We use our pre-trained model CPRD as the visual feature extractor, combined with the BAN attention mechanism [12] with or without the CR reasoning module [29] for Med-VQA. To demonstrate the necessity of domain-specific pre-training, we compare with general VQA frameworks including MFB [28], SAN [27], and BAN [12].Footnote 2 Further, we compare with MEVF [17], which is the only baseline that uses a small model and pre-trains with medical images.
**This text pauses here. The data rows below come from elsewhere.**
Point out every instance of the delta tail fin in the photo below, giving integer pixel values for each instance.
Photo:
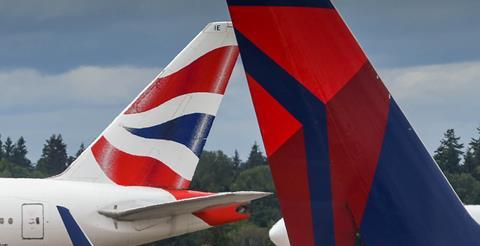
(346, 163)
(157, 140)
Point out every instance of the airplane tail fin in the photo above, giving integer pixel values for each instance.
(157, 140)
(346, 163)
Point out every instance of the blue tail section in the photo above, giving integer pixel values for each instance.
(77, 236)
(338, 145)
(190, 130)
(410, 202)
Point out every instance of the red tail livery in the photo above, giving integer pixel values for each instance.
(346, 163)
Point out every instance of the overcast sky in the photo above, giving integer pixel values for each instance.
(70, 67)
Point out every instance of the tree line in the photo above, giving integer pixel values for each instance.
(219, 172)
(461, 165)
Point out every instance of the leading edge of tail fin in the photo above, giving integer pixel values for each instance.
(157, 140)
(347, 165)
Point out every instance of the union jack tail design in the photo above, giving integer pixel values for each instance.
(347, 165)
(157, 140)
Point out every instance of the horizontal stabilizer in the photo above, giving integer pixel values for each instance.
(185, 206)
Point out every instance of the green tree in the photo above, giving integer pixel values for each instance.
(237, 162)
(1, 148)
(71, 159)
(472, 156)
(466, 186)
(256, 157)
(448, 154)
(265, 211)
(19, 154)
(54, 157)
(214, 172)
(8, 149)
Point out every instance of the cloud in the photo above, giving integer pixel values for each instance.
(30, 90)
(81, 102)
(438, 97)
The results on VQA-RAD [13] and SLAKE [14] are reported in Table 1. For a fair comparison, all methods use a 1024-D LSTM network to extract textual features with word embeddings pre-trained by GloVe [19]. For MFB, SAN and BAN, we use ResNet-50 pre-trianed on ImageNet as the visual feature extractor. The following observations can be made. (1) Our method CPRD+BAN not only improves upon the performance of the strong baseline MEVF+BAN [17], but also achieves state-of-the-art results on the two benchmarks when further incorporating the CR [29] module. (2) Although MEVF+BAN [17] can significantly outperform the base framework BAN [12] on VQA-RAD, its performance gain on SLAKE is less significant (\({\sim }2\%\)), far lower than the gain brought by our CPRD+BAN (\({\sim }5\%\)). This demonstrates the generalization ability of our CPRD model on different datasets.

Fig. 2.
figure 2

(Left) t-SNE visualization of the representations learned by the student model; (Right) Grad-CAM maps from the visual modules of Med-VQA methods. ✓ and ✗ indicate the correctness of the answer given by each method.

5.4 Ablation Analysis

We conduct an ablation study to analyze the impact of different pre-training strategies for the visual feature extraction module of Med-VQA. The results are summarized in Table 2. Specifically, we use BAN [12] as the multimodal feature fusion module and LSTM as the textual encoder for all methods in this subsection. Compared with the large models (i.e., VGG-16 and ResNet-50) pre-trained on ImageNet, it can be seen that lightweight models (i.e., MEVF and ResNet-8) perform better. Further, ResNet-8 pre-trained by our CPRD achieves better results than with random initialization, and outperforms the strongest baseline MEVF with much fewer parameters. This again demonstrates the effectiveness and advantages of our CPRD model.

5.5 Visualization

The t-SNE [15] visualization of the representations learned by the ResNet-8 student model on the images of \(\mathcal {D}_{all}\) (Sect. 3.2) is shown in Fig. 2 (left). It can be clearly seen that the student model learns discriminative representations for different regions. Further, the representations of brain CT and brain MRI are well separated, indicating that the student model also captures the differences among versatile imaging modalities for the same region. To demonstrate the visual evidence used in Med-VQA models for prediction, in Fig. 2 (right), we show the Grad-CAM [20] maps for visual modules based on the final predicted answers of our CPRD+BAN and a strong baseline MEVF+BAN. The first row is about a brain MRI image, and the second is about a chest X-Ray image, both from the test set of the SLAKE [14] dataset. It can be seen that our model can correctly answer the questions by locating the right visual evidence about the questions, which demonstrates the effectiveness of our visual module.

6 Conclusion

In this paper, we have proposed a two-stage pre-training framework to tackle the challenge of data scarcity in the Med-VQA domain. Our framework leverages large amounts of unannotated radiology images to pre-train and distill a lightweight visual feature extractor via contrastive learning and representation distillation. By applying this pre-trained model in current Med-VQA methods, we achieve new state-of-the-art performance on existing benchmarks.